In the last post I argued that the Research Excellence Framework (REF) has a low ratio of useful information to deadweight costs. If that’s true, why would it exist?
Lots of crazy stuff exists. The Common Agricultural Policy, for example. The reasons why are often similar.
- The invisibility of costs. Anybody who’s ever taught Economics 101 knows that while most people understand financial costs, people struggle with opportunity costs[1]. It’s hard to imagine the road not taken, the research not done, the cures for cancer left undiscovered because researchers were too busy prepping for the REF (tho some manage). This is a major reason why loads of stuff exists – because people never compare the full benefits with the full costs – and costs in particular often remain, in Cass Sunstein’s words “off screen”.
- Education, competition and deadweight costs. Worse still, our education system trains us to think that wasteful competition is normal. Schooling consists to a large extent of zero-sum competition and signalling behaviour[2]. And academics never left school (similarly our government subsidises adult PE classes for genetically fortunate sporting ‘heroes’ to waste their energy and talent trying to run around a track slightly faster than the next person). Most academics weren’t budding Jessica Ennis-Hills, but we probably came pretty near the top of the class in our subjects most of the time – we won the competition! (Despite the fact that we’ve no use for most of the knowledge learned and forgotten along the way). We’ve been trained to think that zero sum games with deadweight costs are how the world should work, and that anybody who questions that is signalling that they can’t win the game.

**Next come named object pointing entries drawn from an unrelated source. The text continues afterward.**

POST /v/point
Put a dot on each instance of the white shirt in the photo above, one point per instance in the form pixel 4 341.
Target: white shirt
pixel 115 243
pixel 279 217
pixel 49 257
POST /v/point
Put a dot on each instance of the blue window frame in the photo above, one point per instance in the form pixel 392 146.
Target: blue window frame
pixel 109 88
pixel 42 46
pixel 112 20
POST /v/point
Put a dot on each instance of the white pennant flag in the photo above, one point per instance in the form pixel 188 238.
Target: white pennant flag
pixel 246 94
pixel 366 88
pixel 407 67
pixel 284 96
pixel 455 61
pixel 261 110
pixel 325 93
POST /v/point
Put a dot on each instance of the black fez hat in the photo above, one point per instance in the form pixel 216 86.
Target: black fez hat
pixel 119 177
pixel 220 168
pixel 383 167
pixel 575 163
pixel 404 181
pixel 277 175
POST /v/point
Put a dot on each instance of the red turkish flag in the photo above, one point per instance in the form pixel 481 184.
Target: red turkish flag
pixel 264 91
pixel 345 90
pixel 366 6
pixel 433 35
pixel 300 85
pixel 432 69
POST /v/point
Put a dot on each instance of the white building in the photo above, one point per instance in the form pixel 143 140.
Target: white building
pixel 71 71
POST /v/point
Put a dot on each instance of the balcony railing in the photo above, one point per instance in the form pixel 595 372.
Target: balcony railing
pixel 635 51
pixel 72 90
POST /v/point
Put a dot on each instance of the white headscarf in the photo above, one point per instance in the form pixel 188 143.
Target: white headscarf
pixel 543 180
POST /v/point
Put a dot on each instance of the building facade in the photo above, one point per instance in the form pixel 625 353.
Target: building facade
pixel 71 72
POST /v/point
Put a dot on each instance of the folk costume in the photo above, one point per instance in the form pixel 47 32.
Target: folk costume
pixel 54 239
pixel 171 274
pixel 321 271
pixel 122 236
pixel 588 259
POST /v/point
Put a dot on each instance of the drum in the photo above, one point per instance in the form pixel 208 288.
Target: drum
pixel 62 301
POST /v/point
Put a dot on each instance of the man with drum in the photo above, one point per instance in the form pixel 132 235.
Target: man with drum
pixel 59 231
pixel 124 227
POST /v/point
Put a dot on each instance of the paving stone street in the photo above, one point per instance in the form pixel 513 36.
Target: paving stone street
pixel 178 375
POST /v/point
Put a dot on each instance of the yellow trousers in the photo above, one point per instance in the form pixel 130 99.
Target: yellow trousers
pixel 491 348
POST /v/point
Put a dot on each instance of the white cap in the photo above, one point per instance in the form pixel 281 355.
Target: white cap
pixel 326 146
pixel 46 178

- Status quo bias. Once you’ve got a REF, or a CAP, the path of least resistance is to keep repeating more or less the same thing again and again. Simple, unsexy explanation for why crazy stuff keeps happening.
- Corporations vs individuals. University managers like the REF because it strengthens management over individuals. Whereas grants are effectively won and spent by inter-university coalitions of individual academics, REF money comes to the institution, and is management’s to spend. Of course, that would be true if REF money remained a separate pot, distributed according to departmental grant earning, but it helps explain why there is a pot of QR money there which needs doling out in the first place. And if QR money were just doled out in proportion to grants, people might start to question why there was a separate pot! Why not just give it to the research councils to share out? This is dangerous talk.
This is not an exhaustive list. I’m sure there are other reasons, in particular I suspect that the patronage networks created by the REF have something to do with it (though academia is of course rife with patronage, with or without the REF).
[1] Heck, even economists seem to have trouble: http://www2.gsu.edu/~wwwcec/docs/ferrarotaylorbep.pdf. Indeed it’s tempting to observe that many academics seems to have a weak understanding of opportunity costs, which may explain their chaotic inability to manage their workload
[2] http://econlog.econlib.org/archives/2012/03/table_of_conten.html
One important reason for the RAE, which became the REF, is that the HEFCE needed a transparent funding mechanism that could be used to put old and new universities on the same financial footing.